Не доезжая до волостной управы, жандарм велел остановиться, подал руку Сухинову, тихо сказал:
— Ваше благородие, у вас много примет, схожих с разыскиваемым. Поберегитесь…
От неожиданности у Сухинова перехватило дыхание, он не знал, что говорить, и только глаза его выражали тревогу и радость одновременно.
Главнокомандующий 1-й армией генерал от инфантерии граф Сакен 18 января 1826 года издал приказ, в котором указывал: «Злодеяние, неслыханное в российском войске, совершилось. Черниговского пехотного полка подполковник Муравьев-Апостол, преступник, прежде в тайне на гнуснейшие злодеяния посягнувший, отважился укрываться от преследований законов явным возмущением полка. Несколько офицеров, все люди в сердце и душе совершенно испорченные, сделались ему достойные товарищи. Таким образом и некоторые другие офицеры и часть нижних чинов совращены с истинного пути и вовлечены в измену и клятвопреступление…»
Подписав приказ об отдаче военному суду находящихся под арестом Черниговского пехотного полка штабс-капитана Соловьева, подпоручика Быстрицкого и прапорщика Мозалевского, отошел от письменного стола, заложил руки за спину, прошелся по кабинету. Потом приблизился к начальнику штаба, стоявшему здесь, в кабинете, приказал:
— Всех заковать в кандалы!
— Закованы, ваше превосходительство.
— А что нового о Сухинове?
— Пока никаких следов. Словно в воду канул. Наши люди везде посланы, но пока ничего…
— Не могу понять, — бормотал генерал, — с девятого года в гусарах, не раз в боях отличился, ранен многократно… Настоящий герой — и на тебе! Непонятно, совершенно непонятно…
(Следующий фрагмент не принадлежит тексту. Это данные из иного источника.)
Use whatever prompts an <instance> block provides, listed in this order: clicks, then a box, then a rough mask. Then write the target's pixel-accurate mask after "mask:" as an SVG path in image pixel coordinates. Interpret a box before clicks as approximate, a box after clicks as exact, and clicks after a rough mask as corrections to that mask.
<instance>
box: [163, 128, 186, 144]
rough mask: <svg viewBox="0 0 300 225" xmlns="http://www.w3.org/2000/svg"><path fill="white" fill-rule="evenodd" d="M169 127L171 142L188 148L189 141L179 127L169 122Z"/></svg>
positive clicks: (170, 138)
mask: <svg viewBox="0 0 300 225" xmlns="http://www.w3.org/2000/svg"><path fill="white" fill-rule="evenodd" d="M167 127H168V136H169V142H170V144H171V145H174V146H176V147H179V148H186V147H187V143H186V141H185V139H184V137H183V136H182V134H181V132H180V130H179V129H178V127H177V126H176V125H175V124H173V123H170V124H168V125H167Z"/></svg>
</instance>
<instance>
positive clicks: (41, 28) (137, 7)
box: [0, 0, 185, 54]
Наверное, старый генерал лукавил, говоря, что ему не понятно. Все он прекрасно понимал, ибо что-то чуть сходное пережил сам. Много лет назад он был обвинен в неподчинении приказу, отстранен от должности, отдан под суд. Следствие тянулось долгих пять лет, и это время он жил в нужде, всеми забытый. Тогда ему было пятьдесят лет, и он имел большие боевые заслуги. И только в двенадцатом году, когда появилась нужда в генералах, умеющих воевать, его, по решению самого государя, освободили от следствия, послали в действующую армию…
Начальник штаба раскрыл рот, хотел что-то сказать, но командующий опередил его:
— Да будет вам известно, что о ходе поимки поручика Сухинова ежедневно интересуется сам император! Сухинов смел, лиходей, как бы еще чего не наделал. От него всего можно ждать. Вели караулы усилить…
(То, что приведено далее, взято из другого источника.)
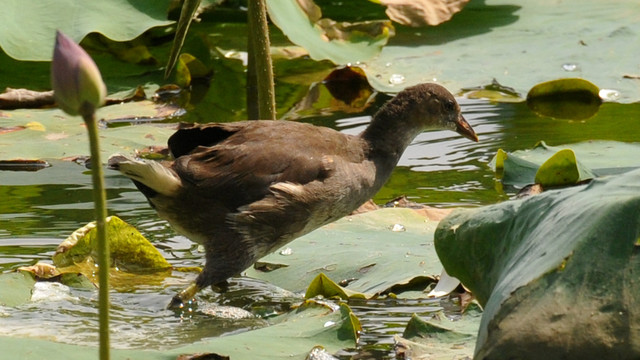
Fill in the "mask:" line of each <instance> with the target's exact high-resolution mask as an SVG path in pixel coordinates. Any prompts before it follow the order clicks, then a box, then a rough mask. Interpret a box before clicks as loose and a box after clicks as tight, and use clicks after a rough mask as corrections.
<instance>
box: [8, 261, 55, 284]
mask: <svg viewBox="0 0 640 360" xmlns="http://www.w3.org/2000/svg"><path fill="white" fill-rule="evenodd" d="M18 271H25V272H28V273H31V274H32V275H33V276H34V277H35V278H36V279H42V280H46V279H51V278H53V277H56V276H60V274H61V273H60V271H59V270H58V268H56V267H55V266H54V265H51V264H47V263H43V262H38V263H36V264H35V265H31V266H21V267H19V268H18Z"/></svg>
Одновременно с военными властями розыск Сухинова вели многие южные губернаторства, особенно усердствовали Херсонское и Бессарабское. Как же, всем хотелось выслужиться, заработать благодарность самого императора! Повсеместно рыскали царские агенты, арестовывали подозрительных, но, установив, что задержанный действительно имеет сходство с Сухиновым только ростом или голосом, выпускали.
В Черкассы Сухинов приехал утром. Здесь в местном казначействе работал его старший брат Степан, который достал ему гербовую бумагу, на ней Сухинов выписал себе паспорт на другую фамилию.
Под фамилией коллежского регистратора Ивана Емельянова Сухинов прибыл в город Кишинев, там за пятнадцать рублей в месяц нанял квартиру у местного жителя Семена Чернова.